I based myself too on this article. However, I have two questions.
The Runway Centerline Lighting System should have lights each 15m. In your code, I saw that you create them just like Orbiter; 40 lights each side.
Yes, that's because in the beginning I was going to use built-in Orbiter parameter that defines a count of lights. Afterwards I've figured that it doesn't look quite like I'd like it to, so I just multiply this number by 2 But yes, in general you are correct, but it would mean incompatibility with built-in feature, so I've settled on the middle-way.

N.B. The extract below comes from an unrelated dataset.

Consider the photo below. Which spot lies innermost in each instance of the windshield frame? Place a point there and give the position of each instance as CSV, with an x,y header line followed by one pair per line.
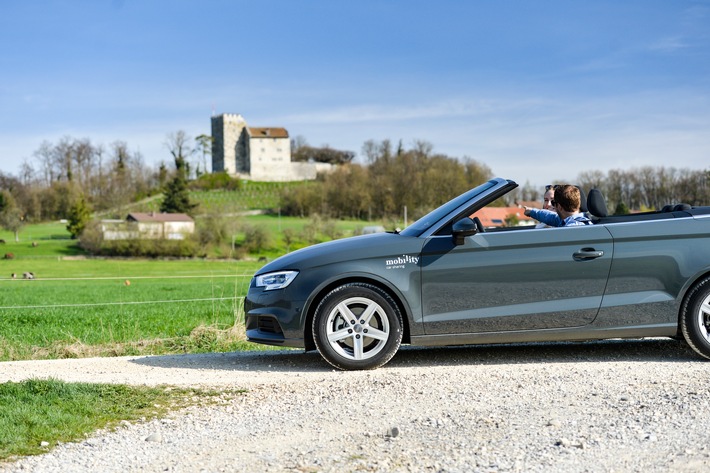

But now when I think about it - probably you're right and it would be better to just ignore this parameter alltogether and use 15m intervals...
In the edge lights, you wrote "it's close to edge, so has to be yellow when seen from center of the RWY". I do not really understand the last part. Are the lights always yellow, or are they yellow only when you land towards them (the latest lights you see)?
When you look from the center basically means "when you take off in this direction", so this edge will be the end of a runway (the picture in my previous post displays this situation). However, these lights will have to be white if you look another way with respect to runway heading. Here is exactly same edge of a runway but seen from direction opposite to previous one:

I hope that clears things up, if you still have questions - feel free to ask - I'm happy to help.
Also, i will take your default values of the additional runway settings in order to create a realistic lighting system even on config files that do not specify these settings. I'll take these default values:

PHP:
obj.Count = 40;
obj.TouchZoneDisplacement = 0;
obj.TouchZoneLength = 400;
obj.DecisionDistance = 300;
obj.ApproachStart = 1000;
Default value for the count is taken from Orbiter's documentation (this is a built-in parameter), the rest of values were taken from FAA regulations as recommended values.

#### Bibi Uncle

##### 50% Orbinaut, 50% Developer
@jarmonik: Just a little test of your new lighting system. I was not home this week-end, this is the result of just a late dev session.

It works flawlessly. I can't even notice a performance drop on my old PC (there's only 240 lights in this scene, 120 per runway, but that's a beginning). Notice that lights are placed in a very basic pattern for now.

@asmi:
I vote for the 15m intervals. If we do it at like that, does the edge lights must also be at 15m intervals... It is not specified in the Wiki article.